I’m doing holiday meal planning and as I was browsing SE to jog my memory I saw the [Hasselback Potato Gratin](https://www.seriouseats.com/hasselback-potato-gratin-casserole-holiday-food-lab) and felt my blood pressure rise.

Not because of the fat content (well, kind of), but because that is the primary example of a recipe I have never been able to work out. I’ve tried it five times. Three times I did it verbatim, two times I tried to alter proportions or potato slice thicknesses and I’ve NEVER been able to get it to work. At the end of the day it’s just potato slices 1/2 submerged in oil with salty cheese on top that never seems to get very crispy or tasty. I’m sure it’s delicious and I’m guessing I’ve done something incorrect over the years, but I’ve sworn off trying it ever again because I can’t convince myself it’s worth the effort.

What is the SE recipe that you’ve tried that just doesn’t seem to ever come out as well as what people say?

by sinatrablueeyes

11 Comments

  1. Cutter70

    Hasselback potatoes are delicious. I’ve made regular ones a lot. Never tried cheesy ones, now you’ve got me thinking.

  2. smart_stable_genius_

    If it’s any consolation I flopped the potatoes too.

  3. East-Status128

    I follow the sous vide brisket instructions to the letter and get a hideous overcooked boot strap each time. An expensive mistake!

  4. fpl_kris

    I thought it was great, obviously high level of decadence given the fat content but I make it a few times a year.
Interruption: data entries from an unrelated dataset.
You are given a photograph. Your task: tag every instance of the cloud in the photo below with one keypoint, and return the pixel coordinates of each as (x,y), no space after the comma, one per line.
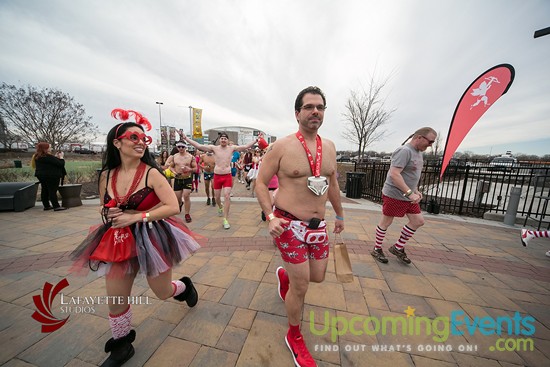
(243,62)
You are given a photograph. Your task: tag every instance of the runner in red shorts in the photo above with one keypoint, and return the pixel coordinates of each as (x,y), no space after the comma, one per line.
(305,165)
(400,193)
(222,171)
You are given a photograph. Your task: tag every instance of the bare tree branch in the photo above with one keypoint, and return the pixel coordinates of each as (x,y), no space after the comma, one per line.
(44,115)
(365,115)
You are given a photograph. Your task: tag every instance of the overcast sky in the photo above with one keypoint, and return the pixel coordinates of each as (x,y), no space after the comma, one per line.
(244,61)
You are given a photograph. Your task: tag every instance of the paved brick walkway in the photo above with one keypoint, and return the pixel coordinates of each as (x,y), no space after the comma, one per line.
(462,268)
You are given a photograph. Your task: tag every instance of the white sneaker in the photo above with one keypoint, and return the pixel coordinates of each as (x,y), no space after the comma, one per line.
(526,236)
(226,224)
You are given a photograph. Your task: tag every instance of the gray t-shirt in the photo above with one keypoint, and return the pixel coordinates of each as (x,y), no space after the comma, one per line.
(411,160)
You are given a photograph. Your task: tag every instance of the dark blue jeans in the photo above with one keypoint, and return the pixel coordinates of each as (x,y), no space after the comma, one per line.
(48,194)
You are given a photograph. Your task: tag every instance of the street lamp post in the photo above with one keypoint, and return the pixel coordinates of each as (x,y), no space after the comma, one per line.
(160,123)
(160,115)
(191,122)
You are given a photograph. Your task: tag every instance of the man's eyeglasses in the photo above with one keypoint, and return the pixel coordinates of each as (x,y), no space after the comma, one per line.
(136,137)
(428,140)
(310,107)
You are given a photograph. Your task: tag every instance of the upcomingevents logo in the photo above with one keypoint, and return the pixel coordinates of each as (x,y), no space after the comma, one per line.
(43,305)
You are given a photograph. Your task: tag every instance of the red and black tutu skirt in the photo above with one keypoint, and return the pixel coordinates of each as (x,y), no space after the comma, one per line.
(155,248)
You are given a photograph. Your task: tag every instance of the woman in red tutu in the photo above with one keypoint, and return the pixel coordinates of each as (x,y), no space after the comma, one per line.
(140,233)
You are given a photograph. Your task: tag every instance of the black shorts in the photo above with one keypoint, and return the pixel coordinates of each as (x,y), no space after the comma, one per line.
(183,184)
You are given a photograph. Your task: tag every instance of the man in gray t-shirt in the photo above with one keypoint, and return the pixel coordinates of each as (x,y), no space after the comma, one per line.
(400,193)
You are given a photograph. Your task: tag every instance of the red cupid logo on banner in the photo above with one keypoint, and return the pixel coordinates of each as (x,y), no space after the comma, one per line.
(44,307)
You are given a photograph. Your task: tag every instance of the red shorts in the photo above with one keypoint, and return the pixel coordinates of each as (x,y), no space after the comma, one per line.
(398,208)
(295,251)
(221,181)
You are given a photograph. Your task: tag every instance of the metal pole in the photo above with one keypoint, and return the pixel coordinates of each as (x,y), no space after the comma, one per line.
(191,122)
(160,115)
(512,210)
(160,123)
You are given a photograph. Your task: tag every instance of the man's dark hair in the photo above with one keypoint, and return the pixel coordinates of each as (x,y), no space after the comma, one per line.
(310,90)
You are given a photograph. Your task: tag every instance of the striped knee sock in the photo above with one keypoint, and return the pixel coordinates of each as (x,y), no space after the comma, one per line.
(540,233)
(178,286)
(380,234)
(406,234)
(121,324)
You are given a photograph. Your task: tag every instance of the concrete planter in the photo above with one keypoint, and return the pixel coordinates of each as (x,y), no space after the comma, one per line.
(70,195)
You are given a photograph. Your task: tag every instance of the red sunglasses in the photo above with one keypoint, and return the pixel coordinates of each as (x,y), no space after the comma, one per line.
(136,137)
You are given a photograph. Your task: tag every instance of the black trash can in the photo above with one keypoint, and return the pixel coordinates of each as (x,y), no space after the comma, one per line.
(354,184)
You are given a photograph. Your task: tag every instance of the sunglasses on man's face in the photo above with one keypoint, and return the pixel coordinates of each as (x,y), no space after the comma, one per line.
(136,137)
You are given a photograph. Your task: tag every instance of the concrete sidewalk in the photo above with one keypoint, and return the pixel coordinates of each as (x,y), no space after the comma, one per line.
(464,270)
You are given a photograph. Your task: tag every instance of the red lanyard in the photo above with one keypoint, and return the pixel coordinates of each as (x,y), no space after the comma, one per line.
(315,167)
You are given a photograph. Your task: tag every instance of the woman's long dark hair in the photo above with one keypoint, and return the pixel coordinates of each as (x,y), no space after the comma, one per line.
(111,157)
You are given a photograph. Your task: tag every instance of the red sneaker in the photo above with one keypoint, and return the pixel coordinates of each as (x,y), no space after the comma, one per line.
(299,351)
(283,283)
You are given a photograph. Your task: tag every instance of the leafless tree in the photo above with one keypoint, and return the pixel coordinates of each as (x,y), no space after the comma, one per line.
(365,115)
(44,115)
(437,146)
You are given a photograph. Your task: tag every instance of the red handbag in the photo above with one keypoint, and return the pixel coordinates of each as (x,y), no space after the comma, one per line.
(116,245)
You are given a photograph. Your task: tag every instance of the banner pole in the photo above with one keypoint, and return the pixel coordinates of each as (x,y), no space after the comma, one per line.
(191,122)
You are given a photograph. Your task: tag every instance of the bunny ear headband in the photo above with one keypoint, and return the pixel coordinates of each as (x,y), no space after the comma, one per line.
(124,115)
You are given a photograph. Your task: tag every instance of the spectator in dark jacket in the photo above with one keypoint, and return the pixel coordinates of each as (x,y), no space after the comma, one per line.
(49,170)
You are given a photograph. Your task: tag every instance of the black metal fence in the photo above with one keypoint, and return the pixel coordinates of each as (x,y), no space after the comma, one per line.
(467,188)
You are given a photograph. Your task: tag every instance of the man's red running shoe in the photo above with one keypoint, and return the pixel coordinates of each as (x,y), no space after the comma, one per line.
(299,351)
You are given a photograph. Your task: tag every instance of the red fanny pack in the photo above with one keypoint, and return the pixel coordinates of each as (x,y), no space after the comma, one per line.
(116,245)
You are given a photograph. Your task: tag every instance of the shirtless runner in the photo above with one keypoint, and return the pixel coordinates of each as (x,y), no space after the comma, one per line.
(208,163)
(306,167)
(222,170)
(183,164)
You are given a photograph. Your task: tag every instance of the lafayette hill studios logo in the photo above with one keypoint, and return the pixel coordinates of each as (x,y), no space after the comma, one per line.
(43,304)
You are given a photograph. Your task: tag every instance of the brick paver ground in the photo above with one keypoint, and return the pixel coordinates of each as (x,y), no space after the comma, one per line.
(474,270)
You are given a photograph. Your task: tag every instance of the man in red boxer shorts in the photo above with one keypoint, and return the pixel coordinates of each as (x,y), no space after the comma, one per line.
(306,167)
(400,194)
(222,170)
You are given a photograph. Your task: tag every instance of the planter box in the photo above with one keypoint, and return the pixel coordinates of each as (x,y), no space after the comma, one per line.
(70,195)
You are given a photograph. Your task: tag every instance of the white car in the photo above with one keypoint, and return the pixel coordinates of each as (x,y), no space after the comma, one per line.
(503,164)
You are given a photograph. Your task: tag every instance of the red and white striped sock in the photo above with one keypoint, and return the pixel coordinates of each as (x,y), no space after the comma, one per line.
(178,286)
(540,233)
(406,234)
(380,234)
(121,324)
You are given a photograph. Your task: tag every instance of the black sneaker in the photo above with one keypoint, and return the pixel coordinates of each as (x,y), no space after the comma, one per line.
(401,255)
(379,255)
(189,295)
    For me oth, it was Mapo Tofu. Albeit I have only made it once but it was completely inedible, I hate food waste but actually had to throw this out. Given how popular the recipe is I will try it again however. I am certain I messed something up.

  5. tass_man

    I completely mess up cacio e Pepe every time. My Parmesan always ends up clumping together and the emulsion always breaks apart

  6. oddlyDirty

    You are not alone on that one. That recipe really didn’t work out for me either. The potatoes just wouldn’t get tender and it got to the point that the sauce split.

  7. el_smurfo

    Most brioche recipes are so high hydration…I always add more flour

  8. Toastwich

    The hassleback gratin is a flop for me too, which is a shame. I’ve tried it 4 times but it always splits and gets really oily.